Now, let's group the data by year and create a line plot for each year for direct comparison. You can regroup data per year using Pandas' grouper()
function in conjunction with the .groupby()
method.
# Use pandas grouper to group values using annual frequency
year_groups = None
Rearrange the data so you can create subplots for each year.
# Create a new DataFrame and store yearly values in columns
temp_annual = None
# Plot the yearly groups as subplots
You can see 10 subplots corresponding to the number of columns in your new DataFrame. Each plot is 365 days in length following the annual frequency.
Now, plot all the years on the same graph instead of different subplots.
# Plot all years on the same graph
We can see in both plots above that due to the dense nature of time-series (365 values) and a high correlation between the values in different years (i.e. similar temperature values for each year), we can not clearly identify any differences in these groups.
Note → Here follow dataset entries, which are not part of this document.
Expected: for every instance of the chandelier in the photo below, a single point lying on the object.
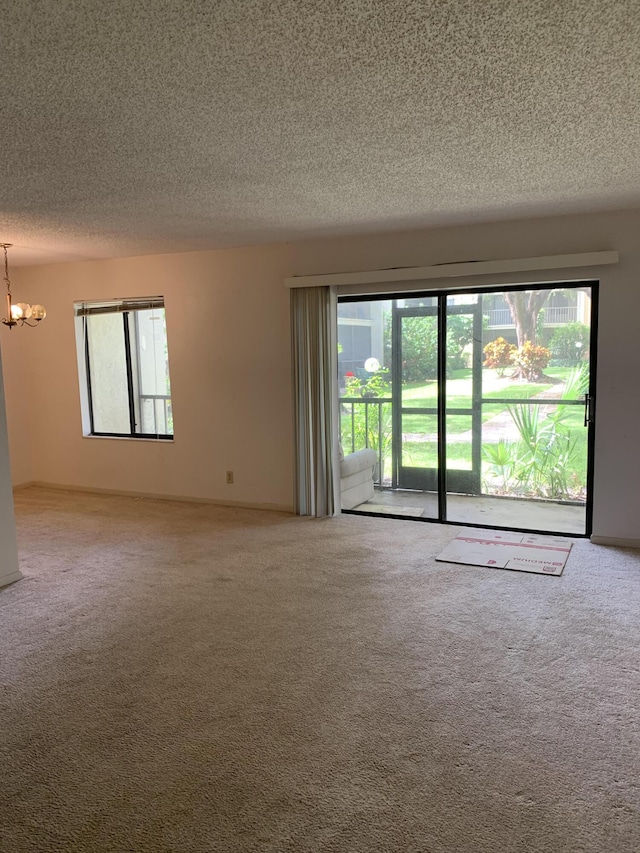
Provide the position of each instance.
(20, 314)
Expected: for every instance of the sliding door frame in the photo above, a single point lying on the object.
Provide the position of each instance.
(441, 295)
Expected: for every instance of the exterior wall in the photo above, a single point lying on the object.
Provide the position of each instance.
(229, 353)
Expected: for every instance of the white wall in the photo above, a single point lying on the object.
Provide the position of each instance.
(229, 352)
(9, 571)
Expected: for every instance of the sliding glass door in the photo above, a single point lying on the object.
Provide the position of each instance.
(479, 404)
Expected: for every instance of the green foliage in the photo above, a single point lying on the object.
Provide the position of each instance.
(377, 384)
(367, 422)
(499, 354)
(543, 462)
(563, 342)
(531, 359)
(501, 462)
(420, 345)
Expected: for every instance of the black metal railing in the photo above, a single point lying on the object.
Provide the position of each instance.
(367, 422)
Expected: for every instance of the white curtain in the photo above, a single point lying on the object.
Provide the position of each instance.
(313, 317)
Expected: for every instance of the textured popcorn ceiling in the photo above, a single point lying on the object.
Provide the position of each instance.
(138, 126)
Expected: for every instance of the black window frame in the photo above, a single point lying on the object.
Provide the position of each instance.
(126, 308)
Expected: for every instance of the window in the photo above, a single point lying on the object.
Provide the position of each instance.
(124, 368)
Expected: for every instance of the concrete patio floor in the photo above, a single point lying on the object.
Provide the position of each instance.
(526, 514)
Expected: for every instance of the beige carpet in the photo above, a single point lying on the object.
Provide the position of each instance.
(181, 678)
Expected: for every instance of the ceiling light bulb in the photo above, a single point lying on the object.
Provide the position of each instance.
(38, 312)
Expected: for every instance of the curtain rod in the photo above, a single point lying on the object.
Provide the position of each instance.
(466, 268)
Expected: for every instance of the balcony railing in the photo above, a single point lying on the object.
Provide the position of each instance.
(367, 423)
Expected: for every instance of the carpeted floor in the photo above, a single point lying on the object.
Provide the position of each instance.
(181, 677)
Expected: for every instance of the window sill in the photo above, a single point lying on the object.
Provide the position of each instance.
(130, 438)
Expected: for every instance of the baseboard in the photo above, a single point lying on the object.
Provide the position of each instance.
(12, 578)
(18, 486)
(614, 540)
(162, 497)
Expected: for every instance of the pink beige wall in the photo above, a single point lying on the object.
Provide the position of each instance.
(229, 354)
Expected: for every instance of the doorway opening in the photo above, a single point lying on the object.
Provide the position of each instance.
(479, 404)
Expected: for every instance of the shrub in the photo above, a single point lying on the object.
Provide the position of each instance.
(531, 360)
(499, 354)
(569, 343)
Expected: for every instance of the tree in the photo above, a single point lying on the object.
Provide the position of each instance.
(525, 305)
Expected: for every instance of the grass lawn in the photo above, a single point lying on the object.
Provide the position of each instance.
(421, 453)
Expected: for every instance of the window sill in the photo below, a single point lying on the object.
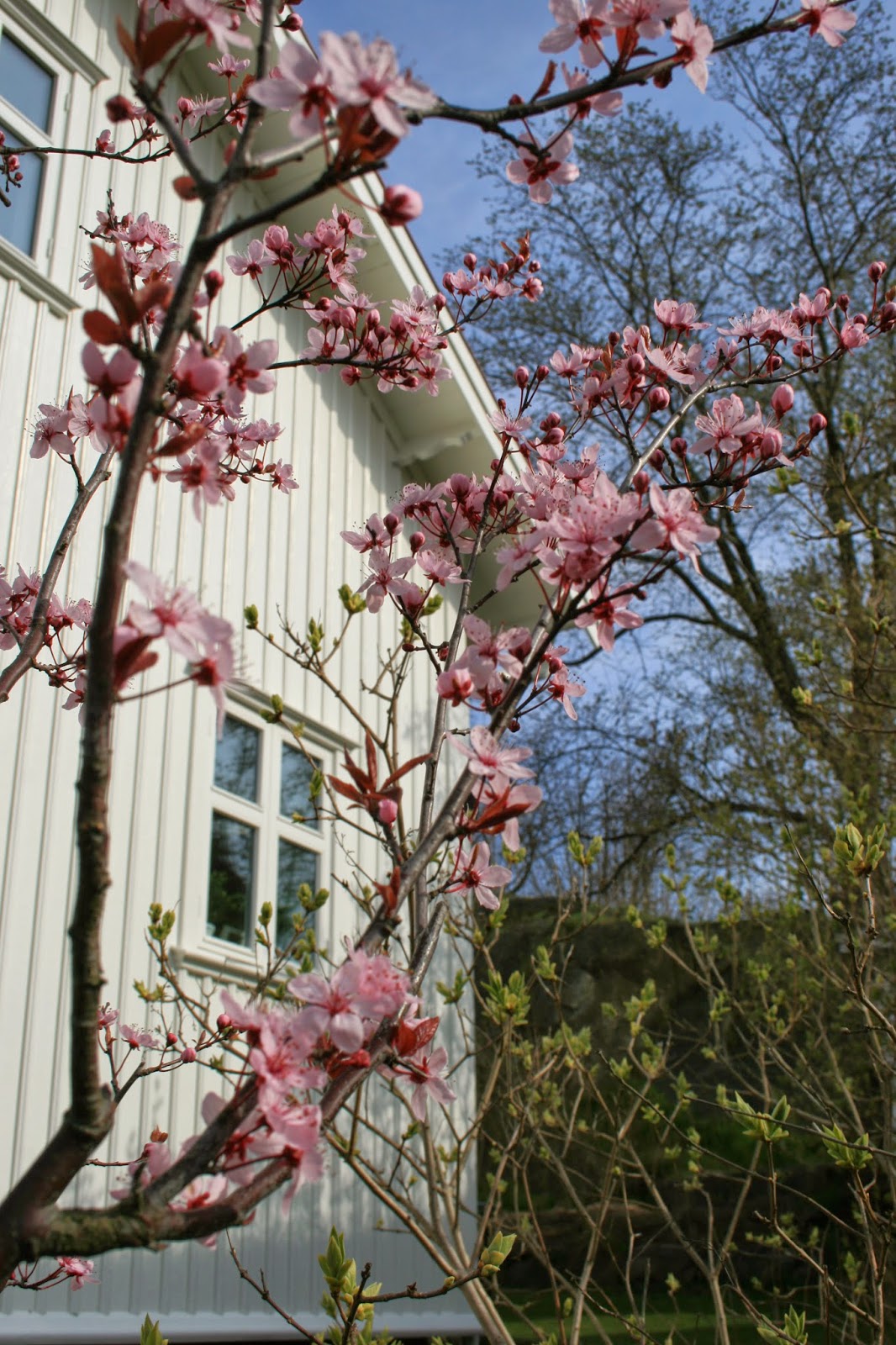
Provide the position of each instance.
(24, 269)
(225, 965)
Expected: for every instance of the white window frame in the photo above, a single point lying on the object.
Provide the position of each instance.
(199, 950)
(31, 134)
(55, 51)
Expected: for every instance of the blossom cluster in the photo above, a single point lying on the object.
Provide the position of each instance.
(315, 273)
(589, 24)
(293, 1051)
(65, 629)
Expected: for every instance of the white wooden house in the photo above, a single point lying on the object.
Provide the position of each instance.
(353, 450)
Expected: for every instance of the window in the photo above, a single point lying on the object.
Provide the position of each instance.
(27, 96)
(266, 836)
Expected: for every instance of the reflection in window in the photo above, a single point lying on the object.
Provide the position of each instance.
(295, 786)
(260, 853)
(237, 760)
(293, 868)
(18, 221)
(230, 880)
(24, 84)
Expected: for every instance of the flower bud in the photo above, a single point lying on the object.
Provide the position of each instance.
(887, 316)
(771, 444)
(782, 400)
(120, 108)
(213, 282)
(387, 810)
(400, 205)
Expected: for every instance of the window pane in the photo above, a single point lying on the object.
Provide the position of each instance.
(293, 868)
(24, 84)
(18, 219)
(233, 860)
(237, 760)
(295, 786)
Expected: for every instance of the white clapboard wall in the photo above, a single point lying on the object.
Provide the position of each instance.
(351, 451)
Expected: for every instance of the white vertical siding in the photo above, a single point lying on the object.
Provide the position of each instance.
(266, 549)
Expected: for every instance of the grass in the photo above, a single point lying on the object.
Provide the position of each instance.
(692, 1324)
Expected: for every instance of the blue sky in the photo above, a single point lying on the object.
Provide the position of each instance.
(475, 53)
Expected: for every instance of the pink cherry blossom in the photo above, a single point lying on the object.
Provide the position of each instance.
(298, 85)
(51, 432)
(829, 19)
(369, 77)
(477, 874)
(694, 42)
(677, 524)
(425, 1073)
(78, 1269)
(584, 24)
(488, 759)
(725, 427)
(387, 578)
(175, 615)
(646, 17)
(256, 260)
(540, 167)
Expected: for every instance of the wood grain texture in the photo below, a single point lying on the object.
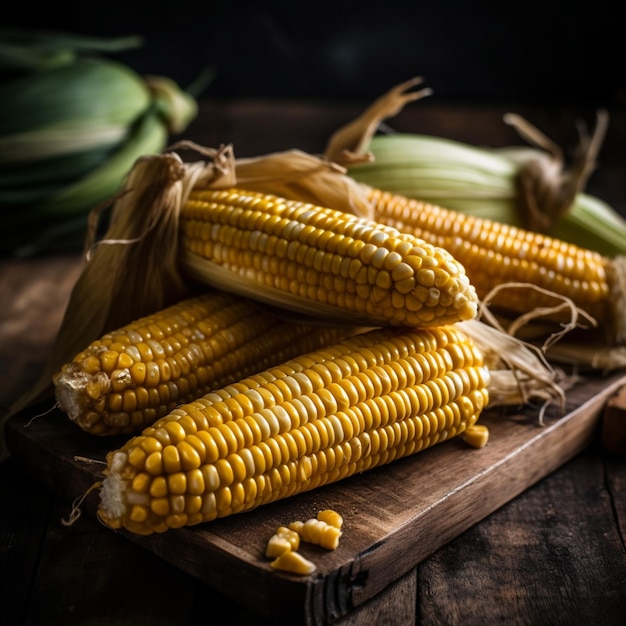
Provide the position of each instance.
(395, 516)
(554, 550)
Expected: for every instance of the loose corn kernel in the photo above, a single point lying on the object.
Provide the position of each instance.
(330, 517)
(283, 540)
(476, 435)
(318, 532)
(294, 563)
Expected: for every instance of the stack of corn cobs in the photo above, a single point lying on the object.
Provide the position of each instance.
(288, 326)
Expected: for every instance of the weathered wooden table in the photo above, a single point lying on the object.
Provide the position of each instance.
(532, 533)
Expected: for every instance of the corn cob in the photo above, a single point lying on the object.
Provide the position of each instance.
(494, 253)
(322, 260)
(130, 377)
(314, 420)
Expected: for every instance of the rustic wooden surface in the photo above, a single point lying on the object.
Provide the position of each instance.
(554, 554)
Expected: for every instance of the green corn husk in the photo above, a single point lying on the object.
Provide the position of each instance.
(528, 187)
(73, 123)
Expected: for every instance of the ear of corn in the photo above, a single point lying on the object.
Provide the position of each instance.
(484, 183)
(132, 376)
(319, 260)
(496, 254)
(314, 420)
(527, 187)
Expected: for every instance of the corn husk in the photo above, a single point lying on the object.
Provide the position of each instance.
(72, 124)
(142, 241)
(531, 187)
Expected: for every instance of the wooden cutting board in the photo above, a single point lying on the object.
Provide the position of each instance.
(394, 516)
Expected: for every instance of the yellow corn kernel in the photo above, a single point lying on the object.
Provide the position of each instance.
(331, 441)
(283, 540)
(294, 563)
(318, 532)
(292, 252)
(330, 517)
(132, 376)
(476, 435)
(495, 253)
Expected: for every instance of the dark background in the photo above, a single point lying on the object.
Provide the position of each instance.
(546, 53)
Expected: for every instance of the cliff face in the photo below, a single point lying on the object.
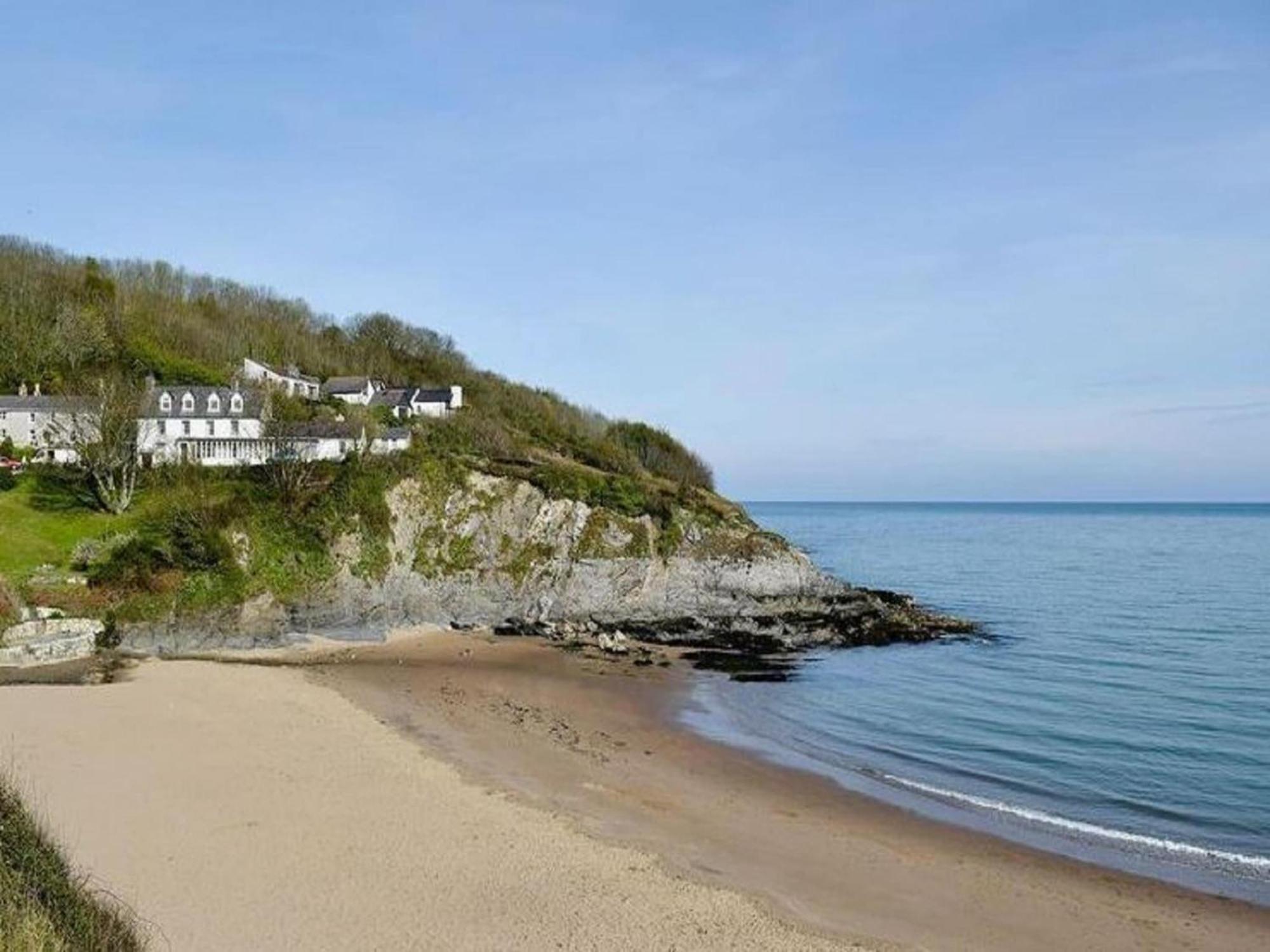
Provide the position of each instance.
(492, 552)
However, if you try this on the CO2 dataset used in the last lab, you should be able to see a clear trend showing an increase every year.
Create a histogram for your data.
# Plot a histogram of the temperature dataset
The plot shows a distribution that looks strongly Gaussian/Normal.
Create a time series density plot
# Plot a density plot for temperature dataset
The density plot provides a clearer summary of the distribution of observations. We can see that perhaps the distribution is a little asymmetrical and perhaps a little pointy to be Gaussian.
Let's use our groups by years to plot a box and whisker plot for each year for direct comparison using the .boxplot()
method.
# Generate a box and whiskers plot for temp_annual
In our plot above, we don't see much difference in the mean temperature over years, however, we can spot some outliers showing extremely cold or hot days.
We can also plot distribution across months within each year. Perform the following tasks to achieve this:
- Extract observations for the year 1990 only, the last year in the dataset
- Group observations by month, and add each month to a new DataFrame as a column
- Create 12 box and whisker plots, one for each month of 1990
# Use temp_data to extract values for 1990
yr_1990 = None
# Group observations by month
groups_monthly = None
# Add each month to DataFrame as a column
months_1990 = None
months_df = None
# Set the column names for each month i.e. 1,2,3, .., 12
months_df.columns = None
# Plot the box and whiskers plot for each month
We see 12 box and whisker plots, showing the significant change in the distribution of minimum temperatures across the months of the year from the Southern Hemisphere summer in January to the Southern Hemisphere winter in the middle of the year, and back to summer again.
Let's create a heat map of the minimum daily temperatures data.
- Rotate (transpose) the
temp_annual
DataFrame so that each row represents one year and each column one day - Use the
matshow()
function to draw a heat map for transposed yearly matrix
# Transpose the yearly group DataFrame
year_matrix = None
# Draw a heatmap with matshow()
We can now see that the plot shows the cooler minimum temperatures in the middle days of the years and the warmer minimum temperatures in the start and ends of the years, and all the fading and complexity in between.
Following this intuition, let's draw another heatmap comparing the months of the year in 1990. Each column represents one month, with rows representing the days of the month from 1 to 31.
# Draw a heatmap comparing the months of the year in 1990
The plot shows the same macro trend seen for each year on the zoomed level of month-to-month. We can also see some white patches at the bottom of the plot. This is missing data for those months that have fewer than 31 days, with February being quite an outlier with 28 days in 1990.
In this lab, you learned how to explore and better understand a time-series dataset using Pandas. You also learned how to explore the temporal relationships with line, scatter, box and whisper plots, histograms, density plots, and heat maps.